The Growing Threat of Censorship in Literature in Schools

Cash Mendenhall

A month ago, a small school district pursued a motion that would put them on the front pages of the New York Times, a deeply disconcerting throwback to decades-old concerns on censorship, free press, and education. The ten-member board in McMinn County, Tennessee, voted unanimously to ban the graphic novel Maus by Art Spiegelman, a nonfiction blend of art and prose that details his parent’s experiences in the Auschwitz-Birkenau concentration camp during the Holocaust. The depiction of genocide that the book portrays was considered inappropriate due to its inclusion of violence and swear words. One board member admitted he’d “only read the reviews”.

The incident in Tennessee is not isolated – according to the American Library Association, there were 330 “book challenges” nationally in the fall of 2021, an uptick from numbers in recent years. Free speech activists see it as a trend that should cause extreme worry, as the extremities of the challenges can affront constitutional norms and widely accepted notions of free expression. Dr. Jeffery Sachs, who tracks free speech in education at Acadia University, said in a Vox interview that “you’re seeing really powerful movements underway to constrain expression. It’s not about discussing ideas objectively. It’s about not discussing them at all.”

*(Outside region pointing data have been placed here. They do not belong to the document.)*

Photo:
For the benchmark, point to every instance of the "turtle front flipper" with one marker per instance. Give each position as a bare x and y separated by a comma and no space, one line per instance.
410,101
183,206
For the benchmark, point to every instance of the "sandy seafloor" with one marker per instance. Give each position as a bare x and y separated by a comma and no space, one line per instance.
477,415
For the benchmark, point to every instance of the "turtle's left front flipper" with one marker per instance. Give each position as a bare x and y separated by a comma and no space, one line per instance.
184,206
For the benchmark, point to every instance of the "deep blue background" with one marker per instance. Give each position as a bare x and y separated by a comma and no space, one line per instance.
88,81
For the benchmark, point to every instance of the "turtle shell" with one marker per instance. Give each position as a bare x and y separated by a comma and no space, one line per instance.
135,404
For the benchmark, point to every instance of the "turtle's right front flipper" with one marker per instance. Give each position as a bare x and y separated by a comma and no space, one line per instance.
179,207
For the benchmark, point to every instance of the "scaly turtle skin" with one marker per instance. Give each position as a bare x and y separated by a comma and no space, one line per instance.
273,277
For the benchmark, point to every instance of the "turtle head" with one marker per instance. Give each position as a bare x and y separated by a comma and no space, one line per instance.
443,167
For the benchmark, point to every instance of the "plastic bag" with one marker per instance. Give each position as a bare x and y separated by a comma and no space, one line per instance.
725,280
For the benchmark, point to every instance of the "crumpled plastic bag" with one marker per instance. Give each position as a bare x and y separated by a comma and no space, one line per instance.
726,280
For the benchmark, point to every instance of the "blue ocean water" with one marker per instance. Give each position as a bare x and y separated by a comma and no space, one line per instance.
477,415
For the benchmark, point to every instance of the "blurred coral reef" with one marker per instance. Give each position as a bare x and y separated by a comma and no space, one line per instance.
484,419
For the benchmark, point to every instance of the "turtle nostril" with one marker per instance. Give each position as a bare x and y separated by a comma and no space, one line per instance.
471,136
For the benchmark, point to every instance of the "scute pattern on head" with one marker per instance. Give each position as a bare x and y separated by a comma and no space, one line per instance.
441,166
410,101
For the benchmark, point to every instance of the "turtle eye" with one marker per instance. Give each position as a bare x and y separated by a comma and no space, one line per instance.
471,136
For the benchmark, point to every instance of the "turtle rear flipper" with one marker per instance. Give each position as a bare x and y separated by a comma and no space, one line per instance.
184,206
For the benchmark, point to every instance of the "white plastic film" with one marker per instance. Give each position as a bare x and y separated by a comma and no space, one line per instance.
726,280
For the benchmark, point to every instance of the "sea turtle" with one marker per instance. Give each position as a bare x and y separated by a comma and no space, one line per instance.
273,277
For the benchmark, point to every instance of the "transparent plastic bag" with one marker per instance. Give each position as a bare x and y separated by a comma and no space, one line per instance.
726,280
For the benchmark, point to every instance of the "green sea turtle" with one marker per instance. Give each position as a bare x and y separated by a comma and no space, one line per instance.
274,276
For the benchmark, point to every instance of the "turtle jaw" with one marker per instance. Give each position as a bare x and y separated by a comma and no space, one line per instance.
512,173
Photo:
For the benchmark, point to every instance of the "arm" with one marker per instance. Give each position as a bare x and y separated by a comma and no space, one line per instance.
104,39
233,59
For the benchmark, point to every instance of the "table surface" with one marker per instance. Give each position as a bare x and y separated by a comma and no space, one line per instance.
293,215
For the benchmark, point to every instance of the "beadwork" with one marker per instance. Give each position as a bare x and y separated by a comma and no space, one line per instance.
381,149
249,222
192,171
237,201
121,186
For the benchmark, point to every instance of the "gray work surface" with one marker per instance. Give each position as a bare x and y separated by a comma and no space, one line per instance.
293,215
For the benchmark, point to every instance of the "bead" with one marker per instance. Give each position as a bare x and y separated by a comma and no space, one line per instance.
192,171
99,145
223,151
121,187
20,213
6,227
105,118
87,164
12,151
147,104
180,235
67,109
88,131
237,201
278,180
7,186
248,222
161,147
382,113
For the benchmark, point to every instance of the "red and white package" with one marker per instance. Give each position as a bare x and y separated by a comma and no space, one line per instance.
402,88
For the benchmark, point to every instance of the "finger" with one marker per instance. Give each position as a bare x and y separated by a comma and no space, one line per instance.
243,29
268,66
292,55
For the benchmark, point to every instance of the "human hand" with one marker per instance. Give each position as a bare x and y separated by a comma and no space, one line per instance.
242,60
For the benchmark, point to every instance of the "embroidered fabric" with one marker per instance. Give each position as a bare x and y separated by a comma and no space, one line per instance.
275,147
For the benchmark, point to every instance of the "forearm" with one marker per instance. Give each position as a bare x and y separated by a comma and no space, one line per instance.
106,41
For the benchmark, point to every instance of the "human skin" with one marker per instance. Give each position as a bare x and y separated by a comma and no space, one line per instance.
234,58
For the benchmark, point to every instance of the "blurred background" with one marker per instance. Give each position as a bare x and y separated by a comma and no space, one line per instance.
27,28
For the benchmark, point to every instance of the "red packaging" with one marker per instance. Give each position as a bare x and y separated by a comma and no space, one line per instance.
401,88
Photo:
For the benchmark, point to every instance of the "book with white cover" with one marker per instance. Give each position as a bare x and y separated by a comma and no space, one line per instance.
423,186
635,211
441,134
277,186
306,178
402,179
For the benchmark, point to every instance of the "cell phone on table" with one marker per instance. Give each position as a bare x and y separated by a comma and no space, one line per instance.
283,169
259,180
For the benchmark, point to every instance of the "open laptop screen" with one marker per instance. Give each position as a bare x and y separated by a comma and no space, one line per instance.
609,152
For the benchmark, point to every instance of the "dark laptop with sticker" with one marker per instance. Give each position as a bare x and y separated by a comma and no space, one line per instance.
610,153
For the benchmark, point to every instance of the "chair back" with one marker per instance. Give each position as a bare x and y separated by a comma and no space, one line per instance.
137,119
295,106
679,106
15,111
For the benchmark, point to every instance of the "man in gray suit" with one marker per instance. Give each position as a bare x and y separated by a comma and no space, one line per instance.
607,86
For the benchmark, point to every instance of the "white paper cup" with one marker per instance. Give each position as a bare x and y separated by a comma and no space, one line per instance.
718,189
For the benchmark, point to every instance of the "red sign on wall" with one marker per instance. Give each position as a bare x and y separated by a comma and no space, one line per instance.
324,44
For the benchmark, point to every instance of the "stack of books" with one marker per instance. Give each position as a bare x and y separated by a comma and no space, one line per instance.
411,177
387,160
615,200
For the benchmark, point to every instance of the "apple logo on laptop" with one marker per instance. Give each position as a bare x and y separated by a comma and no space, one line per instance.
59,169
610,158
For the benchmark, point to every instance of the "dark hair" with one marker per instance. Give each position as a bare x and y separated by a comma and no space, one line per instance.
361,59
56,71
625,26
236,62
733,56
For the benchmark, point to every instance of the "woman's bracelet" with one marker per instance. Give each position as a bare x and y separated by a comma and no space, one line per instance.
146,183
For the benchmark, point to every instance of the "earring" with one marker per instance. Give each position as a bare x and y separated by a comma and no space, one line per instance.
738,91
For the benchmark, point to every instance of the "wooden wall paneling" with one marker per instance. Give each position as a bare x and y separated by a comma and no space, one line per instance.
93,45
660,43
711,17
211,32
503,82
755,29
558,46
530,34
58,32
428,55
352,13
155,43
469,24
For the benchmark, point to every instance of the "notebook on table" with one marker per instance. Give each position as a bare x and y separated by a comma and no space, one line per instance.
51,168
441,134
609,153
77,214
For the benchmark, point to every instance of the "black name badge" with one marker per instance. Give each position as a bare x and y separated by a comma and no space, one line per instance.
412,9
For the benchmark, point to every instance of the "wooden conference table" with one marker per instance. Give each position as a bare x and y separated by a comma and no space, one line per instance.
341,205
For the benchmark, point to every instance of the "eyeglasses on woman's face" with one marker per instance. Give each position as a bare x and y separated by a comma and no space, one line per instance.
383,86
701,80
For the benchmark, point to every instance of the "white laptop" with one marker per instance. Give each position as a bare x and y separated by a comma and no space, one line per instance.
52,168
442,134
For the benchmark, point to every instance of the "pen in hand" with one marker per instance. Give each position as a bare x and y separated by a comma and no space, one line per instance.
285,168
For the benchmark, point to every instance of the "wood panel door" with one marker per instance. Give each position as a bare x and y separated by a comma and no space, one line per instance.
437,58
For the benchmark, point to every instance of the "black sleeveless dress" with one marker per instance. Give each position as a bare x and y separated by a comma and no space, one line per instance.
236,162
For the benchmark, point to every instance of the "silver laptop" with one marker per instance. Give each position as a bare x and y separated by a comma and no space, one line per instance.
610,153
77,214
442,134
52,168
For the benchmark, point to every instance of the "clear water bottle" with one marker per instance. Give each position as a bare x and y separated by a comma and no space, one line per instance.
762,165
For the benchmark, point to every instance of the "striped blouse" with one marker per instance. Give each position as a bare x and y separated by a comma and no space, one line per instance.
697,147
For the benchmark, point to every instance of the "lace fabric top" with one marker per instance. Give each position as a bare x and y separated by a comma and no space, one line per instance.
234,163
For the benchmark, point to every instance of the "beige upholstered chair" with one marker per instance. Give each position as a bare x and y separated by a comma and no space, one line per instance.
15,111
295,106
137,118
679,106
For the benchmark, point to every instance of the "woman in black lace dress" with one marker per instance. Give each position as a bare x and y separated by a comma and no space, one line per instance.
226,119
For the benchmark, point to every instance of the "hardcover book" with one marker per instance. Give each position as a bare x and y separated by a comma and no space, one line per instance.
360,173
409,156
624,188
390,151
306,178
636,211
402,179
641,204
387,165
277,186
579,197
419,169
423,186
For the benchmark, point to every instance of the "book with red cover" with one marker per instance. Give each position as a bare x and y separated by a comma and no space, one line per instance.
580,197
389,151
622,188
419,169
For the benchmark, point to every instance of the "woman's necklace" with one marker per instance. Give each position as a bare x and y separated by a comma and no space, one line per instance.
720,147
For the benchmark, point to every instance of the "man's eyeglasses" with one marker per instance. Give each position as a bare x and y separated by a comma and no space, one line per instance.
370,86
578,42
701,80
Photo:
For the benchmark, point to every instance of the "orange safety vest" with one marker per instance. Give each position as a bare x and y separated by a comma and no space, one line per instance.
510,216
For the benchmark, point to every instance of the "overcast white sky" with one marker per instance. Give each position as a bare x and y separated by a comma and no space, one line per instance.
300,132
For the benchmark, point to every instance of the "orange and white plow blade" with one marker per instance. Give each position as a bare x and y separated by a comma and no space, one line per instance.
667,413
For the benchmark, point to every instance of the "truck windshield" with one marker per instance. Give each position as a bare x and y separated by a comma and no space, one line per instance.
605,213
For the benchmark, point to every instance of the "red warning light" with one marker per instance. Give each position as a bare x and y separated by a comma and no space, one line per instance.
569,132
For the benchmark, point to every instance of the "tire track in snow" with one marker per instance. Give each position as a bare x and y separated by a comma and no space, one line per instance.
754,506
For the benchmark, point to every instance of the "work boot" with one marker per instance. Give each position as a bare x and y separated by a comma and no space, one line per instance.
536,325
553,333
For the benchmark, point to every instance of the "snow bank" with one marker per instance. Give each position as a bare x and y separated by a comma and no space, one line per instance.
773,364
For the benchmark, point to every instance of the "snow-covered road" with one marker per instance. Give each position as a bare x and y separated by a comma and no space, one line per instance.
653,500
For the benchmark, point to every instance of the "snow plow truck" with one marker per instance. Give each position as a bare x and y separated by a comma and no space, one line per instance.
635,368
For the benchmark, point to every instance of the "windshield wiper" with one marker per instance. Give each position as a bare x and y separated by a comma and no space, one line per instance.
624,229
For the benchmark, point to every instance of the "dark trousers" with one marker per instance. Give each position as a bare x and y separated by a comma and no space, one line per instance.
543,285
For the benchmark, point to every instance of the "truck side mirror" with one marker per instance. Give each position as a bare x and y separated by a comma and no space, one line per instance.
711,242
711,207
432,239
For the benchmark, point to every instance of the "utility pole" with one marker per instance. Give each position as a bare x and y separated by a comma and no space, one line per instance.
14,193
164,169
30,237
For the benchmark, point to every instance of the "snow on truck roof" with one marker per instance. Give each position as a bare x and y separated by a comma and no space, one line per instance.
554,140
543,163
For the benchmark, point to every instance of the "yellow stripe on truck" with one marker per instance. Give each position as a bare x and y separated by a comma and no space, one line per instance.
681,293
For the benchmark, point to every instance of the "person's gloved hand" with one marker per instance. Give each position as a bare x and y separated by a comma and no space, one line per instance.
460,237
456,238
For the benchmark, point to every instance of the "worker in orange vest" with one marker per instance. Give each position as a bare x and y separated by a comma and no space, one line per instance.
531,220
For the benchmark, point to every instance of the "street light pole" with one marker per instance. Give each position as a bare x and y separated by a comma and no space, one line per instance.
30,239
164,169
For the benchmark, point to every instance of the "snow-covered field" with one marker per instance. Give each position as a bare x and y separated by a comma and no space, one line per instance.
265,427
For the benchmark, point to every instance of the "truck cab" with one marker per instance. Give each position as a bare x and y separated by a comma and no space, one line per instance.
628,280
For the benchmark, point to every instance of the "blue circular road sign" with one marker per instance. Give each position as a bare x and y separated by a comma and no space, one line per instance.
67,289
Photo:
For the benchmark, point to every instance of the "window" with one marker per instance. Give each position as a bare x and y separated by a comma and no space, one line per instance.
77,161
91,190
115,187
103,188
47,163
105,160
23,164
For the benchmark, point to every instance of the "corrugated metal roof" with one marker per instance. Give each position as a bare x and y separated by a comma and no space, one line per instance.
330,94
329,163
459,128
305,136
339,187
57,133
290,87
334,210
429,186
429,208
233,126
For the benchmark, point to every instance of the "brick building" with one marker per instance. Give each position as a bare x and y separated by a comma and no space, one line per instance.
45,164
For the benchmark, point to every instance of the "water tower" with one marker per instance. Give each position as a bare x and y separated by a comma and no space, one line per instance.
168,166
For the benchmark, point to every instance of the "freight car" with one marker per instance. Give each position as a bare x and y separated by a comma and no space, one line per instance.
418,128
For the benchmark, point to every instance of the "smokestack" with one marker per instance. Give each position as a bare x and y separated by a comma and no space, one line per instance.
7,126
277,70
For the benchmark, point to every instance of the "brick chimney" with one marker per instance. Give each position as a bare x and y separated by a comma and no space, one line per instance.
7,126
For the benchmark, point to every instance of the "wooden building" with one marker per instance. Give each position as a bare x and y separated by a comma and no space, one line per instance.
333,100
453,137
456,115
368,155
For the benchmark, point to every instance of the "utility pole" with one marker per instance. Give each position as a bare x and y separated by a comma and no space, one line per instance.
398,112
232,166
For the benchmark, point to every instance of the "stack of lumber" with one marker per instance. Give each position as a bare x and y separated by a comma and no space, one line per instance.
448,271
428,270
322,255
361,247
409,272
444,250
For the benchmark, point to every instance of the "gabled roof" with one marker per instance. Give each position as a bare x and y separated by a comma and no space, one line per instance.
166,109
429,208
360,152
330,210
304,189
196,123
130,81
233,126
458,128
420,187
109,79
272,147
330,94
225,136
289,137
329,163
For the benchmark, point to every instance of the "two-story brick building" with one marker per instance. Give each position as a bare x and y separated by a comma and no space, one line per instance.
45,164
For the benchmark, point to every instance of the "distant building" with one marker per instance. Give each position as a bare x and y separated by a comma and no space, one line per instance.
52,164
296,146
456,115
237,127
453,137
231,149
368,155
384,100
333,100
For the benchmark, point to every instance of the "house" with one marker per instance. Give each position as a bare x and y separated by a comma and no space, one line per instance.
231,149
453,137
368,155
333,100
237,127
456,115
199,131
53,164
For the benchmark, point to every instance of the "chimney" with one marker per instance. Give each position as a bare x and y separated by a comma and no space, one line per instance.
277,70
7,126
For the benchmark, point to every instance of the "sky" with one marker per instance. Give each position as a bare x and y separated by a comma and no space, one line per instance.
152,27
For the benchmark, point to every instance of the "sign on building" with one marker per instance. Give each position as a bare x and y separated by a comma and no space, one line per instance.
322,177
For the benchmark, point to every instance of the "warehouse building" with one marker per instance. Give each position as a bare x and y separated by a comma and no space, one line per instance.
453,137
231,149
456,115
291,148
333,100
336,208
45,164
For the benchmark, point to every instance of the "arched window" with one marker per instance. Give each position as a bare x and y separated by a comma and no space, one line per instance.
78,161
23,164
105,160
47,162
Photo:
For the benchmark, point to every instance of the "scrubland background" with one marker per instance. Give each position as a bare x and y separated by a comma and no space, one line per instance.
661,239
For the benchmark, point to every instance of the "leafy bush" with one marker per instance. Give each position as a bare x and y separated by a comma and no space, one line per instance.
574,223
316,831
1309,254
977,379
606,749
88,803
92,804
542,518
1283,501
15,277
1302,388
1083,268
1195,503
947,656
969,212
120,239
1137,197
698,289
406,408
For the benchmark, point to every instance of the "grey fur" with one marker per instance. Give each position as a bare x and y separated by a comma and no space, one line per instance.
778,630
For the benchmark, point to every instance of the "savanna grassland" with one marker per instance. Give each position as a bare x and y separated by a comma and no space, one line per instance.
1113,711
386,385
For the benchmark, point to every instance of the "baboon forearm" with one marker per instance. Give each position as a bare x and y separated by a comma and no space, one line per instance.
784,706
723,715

The book bannings come on the tail of an increasing level of concern about other school board issues, many of which also touch on First Amendment rights. Critical race theory, an inflated avatar of modern values targeted by high-profile Republican politicians, has been banned in many school districts and states. Utah had a recently proposed bill advocating for “educational transparency”, forcing teachers to put the nature of their curriculum up to parental review. More extreme proposals include forcing teachers onto publicly accessible webcams and forcing parental consent on students wishing to join LGBTQ+ clubs and student organizations. The American right has incorporated school districts as a frontline in the battle over free speech, as conservative efforts to teach an ideologically slanted version of American history, moral values, and societal structure.

The history of book banning in the United States is a long one, from 17th-century book burnings in New England to the spike in book challenges during the Reagan administration. Much of the legal precedent for such challenges in the 20th century was set by the Comstock law, which regulated the grounds on which literature could be banned. Using the law, some of the most challenged books after World War Two include Huckleberry Finn, The Leaves of Grass, and On the Origin of Species. Salman Rushdie’s novels and the Harry Potter series have been other prominent targets. Activists see the frequency and extremity of book bannings as a bellwether of grassroots pushback to free speech. That bellwether is trending up, signaling danger for the freedom of American educators and students.

Book bannings are a foundational challenge to the rights of public education and the unfiltered access to information and opinions that are necessary to become truly educated. Censorship doesn’t protect children, it harms them, pushing legitimate ideas, legitimate art, and legitimate expressions of truth underground. Sanitized, Americanized, conservative, and ‘safe’ versions of literature teach our students little, and slanted ideological education is not an education at all. Truly foundational American values are free expression, free access to ideas, and free expression of dissent – not Orwellian approval of controversial ideas by the most change-averse elements of political society.

West has yet to deal with a book challenge and has a good record of battling censorship, but that does not entirely preclude the threat. The freedom of expression in our community is under threat so long as no precautions are taken, and the right to open information is necessary for West to continue to thrive as a nurturing academic environment.

There are, however, solutions, and if we can get in front of the problem before it metastasizes. Legislative protections at the state and local level protecting books and curriculum in public schools may seem redundant, but it allows protection at the level that these challenges are often raised. National messaging from federal agencies and further protection from Supreme Court precedent and the Department of Education can help, too. Above all, grassroots action to protect the rights of books and educators meets book challenges where they are and presents a compelling counterargument to the forces of censorship in our community.

To truly protect children, we must protect their right to learn, to be exposed to ideas that some will necessarily find egregious and unacceptable. Knowing what others think will sometimes be knowing what you disagree with, which is necessary for any educational maturity. Go deeper than the surface, even if it makes you uncomfortable. Don’t just read the reviews.